AÇÃO DIRETA
DE INCONSTITUCIONALIDADE N.º 154.526-0/0-00
Requerente :
Prefeito do Município de Santa Isabel
Requerida :
Câmara Municipal de Santa Isabel
Objeto :
Lei n.º 2.436, de 27 de agosto de
2007
Ementa: Lei municipal de iniciativa parlamentar que dispõe
sobre obrigatoriedade do Executivo utilizar somente papel reciclado na confecção
de seus impressos. Imposição de obrigação à Administração Pública. Criação de
despesas sem indicar a fonte dos recursos. Matéria afeta à administração pública.

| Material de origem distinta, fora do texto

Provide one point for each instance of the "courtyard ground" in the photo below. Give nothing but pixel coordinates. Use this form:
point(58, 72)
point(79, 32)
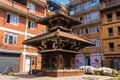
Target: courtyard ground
point(24, 76)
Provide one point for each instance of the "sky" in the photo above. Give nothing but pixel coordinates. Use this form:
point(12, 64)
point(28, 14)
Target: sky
point(63, 1)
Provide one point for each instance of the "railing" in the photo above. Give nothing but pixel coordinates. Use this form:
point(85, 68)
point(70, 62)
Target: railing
point(111, 49)
point(110, 34)
point(15, 5)
point(92, 21)
point(112, 2)
point(109, 19)
point(84, 10)
point(119, 33)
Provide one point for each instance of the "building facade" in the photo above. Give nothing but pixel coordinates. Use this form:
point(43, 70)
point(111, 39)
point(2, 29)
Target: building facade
point(88, 12)
point(17, 23)
point(110, 34)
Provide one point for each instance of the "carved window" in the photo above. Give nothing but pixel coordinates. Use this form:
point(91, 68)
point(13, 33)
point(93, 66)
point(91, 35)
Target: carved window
point(32, 7)
point(12, 19)
point(119, 30)
point(118, 15)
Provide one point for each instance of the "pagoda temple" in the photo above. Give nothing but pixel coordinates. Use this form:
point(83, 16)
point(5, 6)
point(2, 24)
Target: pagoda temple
point(59, 45)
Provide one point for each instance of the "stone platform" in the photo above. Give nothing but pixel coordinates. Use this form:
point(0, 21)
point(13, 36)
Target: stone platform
point(62, 73)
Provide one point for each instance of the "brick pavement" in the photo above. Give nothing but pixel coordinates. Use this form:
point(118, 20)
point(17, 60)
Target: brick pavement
point(32, 77)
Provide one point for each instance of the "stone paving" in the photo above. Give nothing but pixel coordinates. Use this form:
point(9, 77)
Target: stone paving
point(32, 77)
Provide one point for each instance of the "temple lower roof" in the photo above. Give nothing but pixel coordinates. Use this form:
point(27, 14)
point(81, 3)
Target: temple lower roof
point(59, 33)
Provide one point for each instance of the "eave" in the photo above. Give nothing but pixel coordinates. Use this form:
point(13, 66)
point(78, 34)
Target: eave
point(58, 50)
point(18, 11)
point(110, 7)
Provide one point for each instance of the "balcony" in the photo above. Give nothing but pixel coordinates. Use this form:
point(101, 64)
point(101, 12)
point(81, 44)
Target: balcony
point(112, 2)
point(111, 49)
point(110, 5)
point(83, 11)
point(75, 2)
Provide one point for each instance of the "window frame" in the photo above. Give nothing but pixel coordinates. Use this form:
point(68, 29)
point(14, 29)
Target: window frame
point(32, 9)
point(14, 38)
point(111, 49)
point(14, 20)
point(31, 25)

Exclusividade de iniciativa do Prefeito Municipal. Inconstitucionalidade reconhecida.
Colendo
Órgão Especial
Senhor
Desembargador Relator
O
Prefeito Municipal de Santa Isabel propôs
esta ação direta objetivando a
declaração de inconstitucionalidade da Lei n.º 2.436, de 27 de agosto de 2007,
que “Dispõe sobre a obrigatoriedade de a
administração pública de Santa Isabel utilizar papel reciclado na confecção de
seus impressos e dá outras providências”. A Câmara Municipal forneceu suas
informações (fls. 75/76) e a D. Procuradoria-Geral do Estado não se manifestou
sobre o mérito (fls. 40/41). Não foi deferida a liminar (fl. 23) e o Requerente
agravou (fls. 28/38), tendo obtido êxito (fls. 61/70).
Entendemos
que a ação deva ser julgada procedente.
Há
que se aduzir desde logo que a Lei em questão é de iniciativa de vereador, tendo sido vetada pelo Executivo, mas derrubado posteriormente. Vislumbramos
afronta aos artigos 5.º, 25, 47, incs. I e II, e 144, da Constituição do Estado
de São Paulo a saber:
"Art. 5º - São Poderes do Estado,
independentes e harmônicos entre si, o Legislativo, o Executivo e o Judiciário.
(...)
Art. 25 - Nenhum projeto de lei que implique a
criação ou o aumento de despesa pública será sancionado sem que dele conste a indicação dos recursos disponíveis, próprios
para atender aos novos encargos.
Art. 47 - Compete privativamente ao Governador,
além de outras atribuições previstas nesta Constituição:
I - representar o Estado nas suas relações
jurídicas, políticas e administrativas;
II - exercer, com o auxílio dos Secretários de
Estado, a direção superior da
administração estadual;
Art. 144 - Os Municípios, com autonomia política, legislativa, administrativa e
financeira se auto organizarão por Lei Orgânica, atendidos os princípios estabelecidos na Constituição Federal e nesta
Constituição."(g.n.)
A
administração da cidade incumbe ao que, modernamente, chama-se de 'Governo', e que
tem na lei seu mais relevante instrumento,[1] participando
sempre o Poder Legislativo na função de aprovar-desaprovar os atos[2].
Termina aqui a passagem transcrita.